We tested whether a model identifying prostate cancer (PCa) patients at risk of pT3-4/pN1 can be developed for use during COVID19 pandemic, in order to guarantee appropriate treatment to patients harboring advanced disease patients without compromising sustainability of care delivery.
Within the Surveillance, Epidemiology and End Results database 2010-2016, we identified 27,529 patients with localized PCa and treated with radical prostatectomy. A multivariable logistic regression model predicting presence of pT3-4/pN1 disease was fitted within a development cohort (n=13,977, 50.8%). Subsequently, external validation (n=13,552, 49.2%) and head-to-head comparison with NCCN risk group stratification was performed.
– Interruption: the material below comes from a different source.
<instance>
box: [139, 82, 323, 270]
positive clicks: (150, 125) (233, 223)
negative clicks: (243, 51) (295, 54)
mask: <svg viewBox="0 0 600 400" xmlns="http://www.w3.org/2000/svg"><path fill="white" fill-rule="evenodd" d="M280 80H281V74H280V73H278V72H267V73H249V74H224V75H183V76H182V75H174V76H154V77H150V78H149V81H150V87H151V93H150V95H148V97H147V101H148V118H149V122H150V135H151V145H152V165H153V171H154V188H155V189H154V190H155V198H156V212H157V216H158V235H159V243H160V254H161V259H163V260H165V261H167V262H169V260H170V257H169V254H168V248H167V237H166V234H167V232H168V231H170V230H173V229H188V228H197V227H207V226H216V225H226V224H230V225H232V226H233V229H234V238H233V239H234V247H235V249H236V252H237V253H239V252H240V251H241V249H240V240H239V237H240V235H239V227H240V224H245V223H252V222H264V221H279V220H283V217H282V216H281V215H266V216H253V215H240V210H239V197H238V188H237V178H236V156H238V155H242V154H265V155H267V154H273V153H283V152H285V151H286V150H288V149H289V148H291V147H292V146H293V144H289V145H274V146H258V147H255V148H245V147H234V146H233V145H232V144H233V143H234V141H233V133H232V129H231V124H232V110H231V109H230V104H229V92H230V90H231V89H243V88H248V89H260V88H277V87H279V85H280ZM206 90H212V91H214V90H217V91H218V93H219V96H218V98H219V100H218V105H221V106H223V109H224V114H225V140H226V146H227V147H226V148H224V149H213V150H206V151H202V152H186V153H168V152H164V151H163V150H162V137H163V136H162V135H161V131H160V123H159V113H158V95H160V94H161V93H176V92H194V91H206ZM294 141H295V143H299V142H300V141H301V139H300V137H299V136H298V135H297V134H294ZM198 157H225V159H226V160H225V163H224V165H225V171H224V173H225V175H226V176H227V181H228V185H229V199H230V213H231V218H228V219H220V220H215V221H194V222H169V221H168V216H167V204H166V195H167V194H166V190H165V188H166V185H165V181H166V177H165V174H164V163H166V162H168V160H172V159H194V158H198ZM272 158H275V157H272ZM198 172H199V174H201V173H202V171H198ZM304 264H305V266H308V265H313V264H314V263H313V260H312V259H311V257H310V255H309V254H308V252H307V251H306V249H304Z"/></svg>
In model development, age, PSA, biopsy Gleason Grade Group (GGG) and percentage of positive biopsy cores were independent predictors of pT3-4/pN1 stage. In external validation, prediction of pT3-4/pN1 with novel nomogram was 74% accurate versus 68% for NCCN risk group stratification. Nomogram achieved better calibration and showed net-benefit over NCCN risk group stratification in decision curve analyses. The use of nomogram cut-off of 49% resulted in pT3-4/pN1 rate of 65%, instead of the average 35%.
The newly developed, externally validated nomogram predicts presence of pT3-4/pN1 better than NCCN risk group stratification and allows to focus radical prostatectomy treatment on individuals at highest risk of pT3-4/pN1.